Once back from the film set, Ranjith is told by his boss Yousaf that Sunny barged into the office and bashed up the office and their vehicle, just like Ranjith had written in his film story. When things start acting out just like he has written in the story, including how Pournami's father comes to their house and threatens Ranjith's mother, he is horrified and consults a psychiatrist Chandraprakash, who assures him its just mere coincidence or random Esp and prescribes him some medicines. He also advises him to stay away from whatever circumstances mentioned in his story to prevent it from happening for real.
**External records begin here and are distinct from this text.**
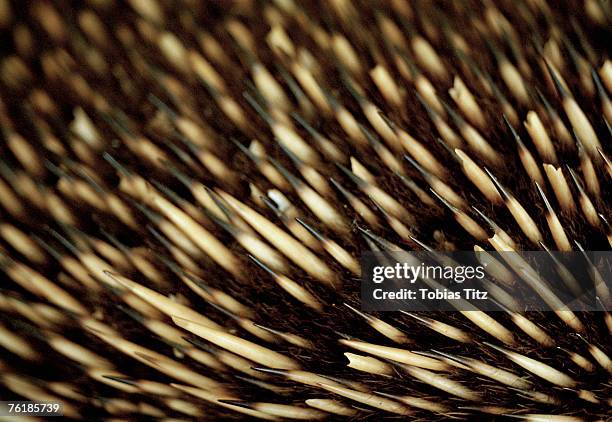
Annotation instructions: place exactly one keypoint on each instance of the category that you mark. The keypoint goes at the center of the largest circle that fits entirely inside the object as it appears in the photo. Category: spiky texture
(107, 107)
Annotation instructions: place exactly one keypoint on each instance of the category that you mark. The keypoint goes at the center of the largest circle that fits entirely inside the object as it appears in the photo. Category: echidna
(187, 187)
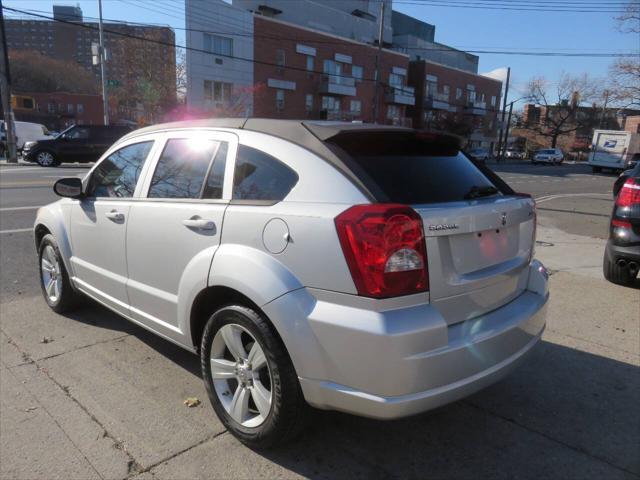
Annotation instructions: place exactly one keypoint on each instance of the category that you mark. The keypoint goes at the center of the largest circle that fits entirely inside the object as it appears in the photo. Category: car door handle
(115, 215)
(199, 223)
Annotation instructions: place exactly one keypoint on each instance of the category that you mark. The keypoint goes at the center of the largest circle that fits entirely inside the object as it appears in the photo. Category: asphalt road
(89, 395)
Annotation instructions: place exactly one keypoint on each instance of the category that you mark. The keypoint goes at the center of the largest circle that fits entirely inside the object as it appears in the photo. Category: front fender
(259, 276)
(55, 218)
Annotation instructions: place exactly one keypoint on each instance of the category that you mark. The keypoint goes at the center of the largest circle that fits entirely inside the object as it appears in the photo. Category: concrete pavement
(90, 395)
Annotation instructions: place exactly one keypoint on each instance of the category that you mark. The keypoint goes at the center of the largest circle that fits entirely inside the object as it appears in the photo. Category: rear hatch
(479, 234)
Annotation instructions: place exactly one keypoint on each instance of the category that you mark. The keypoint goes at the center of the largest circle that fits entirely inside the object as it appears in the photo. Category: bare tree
(563, 109)
(629, 21)
(625, 82)
(33, 72)
(181, 75)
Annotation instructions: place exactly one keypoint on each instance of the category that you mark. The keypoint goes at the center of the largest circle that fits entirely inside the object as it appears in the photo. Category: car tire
(45, 158)
(54, 279)
(287, 412)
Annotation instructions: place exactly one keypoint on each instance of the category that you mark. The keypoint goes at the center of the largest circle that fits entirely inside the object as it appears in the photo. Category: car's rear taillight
(629, 194)
(385, 250)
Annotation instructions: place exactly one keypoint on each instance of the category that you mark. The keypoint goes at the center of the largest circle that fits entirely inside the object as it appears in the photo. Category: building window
(217, 91)
(357, 72)
(280, 59)
(393, 112)
(331, 104)
(331, 67)
(280, 100)
(218, 45)
(396, 81)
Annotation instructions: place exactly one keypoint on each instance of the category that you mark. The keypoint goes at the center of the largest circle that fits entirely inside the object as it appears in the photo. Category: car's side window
(79, 133)
(259, 176)
(182, 168)
(215, 180)
(117, 175)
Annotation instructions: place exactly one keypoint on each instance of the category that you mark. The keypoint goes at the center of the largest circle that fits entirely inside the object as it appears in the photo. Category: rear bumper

Sunny gets on a drinking spree and starts spiraling out of control. When some people murder Vijay Antony, they put his body inside Sunny's car boot when he was drinking in the nearby bar. When he gets arrested after making trouble, the police find the body inside the car and is arrested but is later let out when the CCTV in club premises confirmed his alibi. His wife Teena finally confronts him in his club and they both get into a fight, with Sunny slapping her and storming off. Ranjith discovers the murder footage in his camera and tries to inform Pournami's dad about it at the court, but he refuses to see Ranjith and gets him arrested for creating a nuisance. He is let go after Ranjith's mother and Yousuf pleads with ACP Dinesh Raj, much to Ranjith's horror who knows that it was Dinesh who murdered Vijay in the Video. He gives the video to his colleague on the channel. When he goes to meet Pournami, she walks away just like in his story and is hit by Teena's car when she is leaving the club. After taking her to hospital, he immediately goes home to check on his mother, but finds Dinesh Raj and his goons there. He has come in search of Ranjith since Ranjith's colleague aired the video on their channel exposing Dinesh and has credited the video to Ranjith. A fight ensues and he finally subdues everyone and takes his mother to hospital. Pournami and his mother survive, and he makes the movie with a happy ending. Sunny acts in the movie in his namesake role and finally patches up with his father-in-law who approves of his celebrity status now. After the movie release, Ranjith comes to meet Pournami as she is getting discharged.

== Cast ==
- Asif Ali as Ranjith Das
- Saiju Kurup as Sunny
- Namitha Pramod as Pournami
- Renji Panicker as Rajashekaran Menon,Pournami's father, a public prosecutor
- Jewel Mary as Teena, Sunny's wife
- Sabitha Anand as Latha, Ranjith's mother
- Krishna as ACP Dinesh Raj IPS
- Harisree Ashokan as Shashankan, Film Producer
- Jayaprakash as Stephen, Teena's father
- Anson Paul as himself
  - Portrays the role of Ranjith in the semi-biographical film directed by the latter.
- Hannah Reji Koshy as herself
  - Portrays the role of Pournnami in the film directed by Ranjith.
- Kottayam Ramesh as himself
  - Portrays the role of Pournnami's father in the film directed by Ranjith
- Shobha Mohan as herself
  - Portrays the role of Ranjith's mother in the film directed by Ranjith.
- Kalabhavan Navas as Yousaf, a senior producer at New Vision Channel and Ranjith's friend
- Aju Varghese as Murugan
- Balachandra Menon as Chandraprakash, a psychiatrist consulted by Ranjith
- Balachandran Chullikkad as Asst. Public Prosecutor Vijay Antony
- Poojappura Radhakrishnan as Babu, Public Prosecutor's Personal Assistant
- Jassie Gift as a car passenger who is asked for help by Ranjith.

==Release==
The film was released in theatres on 8 December 2023.

== Reception ==

=== Critical response ===

The film received negative reviews from critics.

Sanjith Sidhardhan of OTTPlay gave 3 out of 5 stars and wrote, "Though A Ranjith Cinema takes some time to find its footing, the makers deserve credit for attempting a movie that has enough interesting elements to keep the audience hooked."